Instructor Notes

Teaching Philosophy: The Shift from Writer to Editor


This lesson is designed to help researchers navigate the transition from imperative coding (writing every line) to agentic orchestration (guiding an AI to write code and then validating it). The core challenge for learners isn’t learning syntax—it’s managing Cognitive Load and maintaining a rigorous Editor’s Mindset.

Key Concepts to Emphasize:

  • Verification Load: It is often harder to verify code you didn’t write than to write it yourself. Normalize this “friction” as a sign of high-quality research.
  • Evidence Mantra: “I do not approve changes; I approve evidence.” This should be the recurring theme of the workshop.
  • Sandboxing: Always emphasize the security implications of giving an AI direct access to the filesystem.
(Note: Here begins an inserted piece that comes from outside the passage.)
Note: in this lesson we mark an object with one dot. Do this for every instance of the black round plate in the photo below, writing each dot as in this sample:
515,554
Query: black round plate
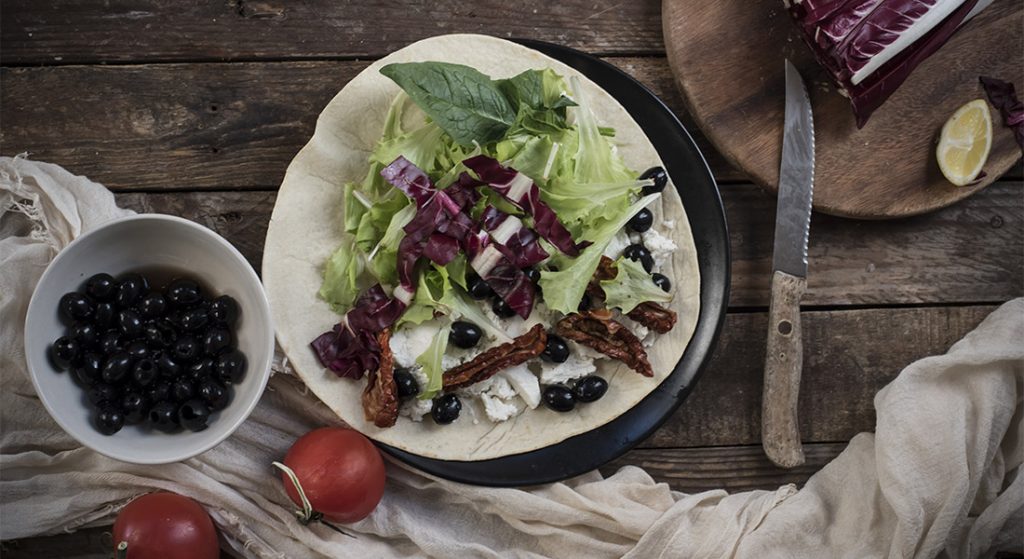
704,208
Episode 1: Understanding CLI-Based AI


  • Auth Check: Ask learners to run gemini --version. If it returns a version number they are ready. If not, have them run gemini auth login and sign in with a Google account before continuing.
  • The Browser vs. CLI distinction: Use the analogy of a “consultant” (Browser) vs. a “research assistant with keys to the lab” (CLI).
  • Discussion: The prompt about “ChatGPT writing code that looks correct but fails” is a great way to bond over shared frustration and set the stage for why we need the CLI (to run and test immediately).
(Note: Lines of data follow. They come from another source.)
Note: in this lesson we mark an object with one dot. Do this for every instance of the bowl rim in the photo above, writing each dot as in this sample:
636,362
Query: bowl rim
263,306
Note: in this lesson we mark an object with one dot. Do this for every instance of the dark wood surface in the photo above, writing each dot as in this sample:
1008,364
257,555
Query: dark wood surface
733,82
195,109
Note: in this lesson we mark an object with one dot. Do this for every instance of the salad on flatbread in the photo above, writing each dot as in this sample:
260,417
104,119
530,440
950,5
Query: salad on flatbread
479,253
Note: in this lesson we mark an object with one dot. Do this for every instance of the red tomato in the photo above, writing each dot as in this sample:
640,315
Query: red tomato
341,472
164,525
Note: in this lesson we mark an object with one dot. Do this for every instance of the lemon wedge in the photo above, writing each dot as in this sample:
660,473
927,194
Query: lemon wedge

Episode 2: Best Practices for Prompting


  • CO-STAR vs. CLEAR: Don’t get bogged down in the acronyms. The goal is intentionality.
  • Live Demo Tip: Show a “Bad Prompt” vs. a “Good Prompt” live. Purposely run a vague command and show how it fails or produces messy output before using the refined version.
  • Self-Correction: This is the “lightbulb” moment. Demonstrate asking the AI, “Are you sure? Review your code for edge cases.”

Episode 3: Data Cleaning (Live Demo)


  • High Intensity: This is the most technically demanding episode.
  • The “Safety Net”: If a learner’s AI fails to generate working code after two attempts, have them copy the pre-written script from instructors/files/backup_clean_and_merge.py. This prevents them from falling behind.
  • Stop and Read: Literally tell the class to “hands off keyboards” for 2 minutes to read the generated script before they run it.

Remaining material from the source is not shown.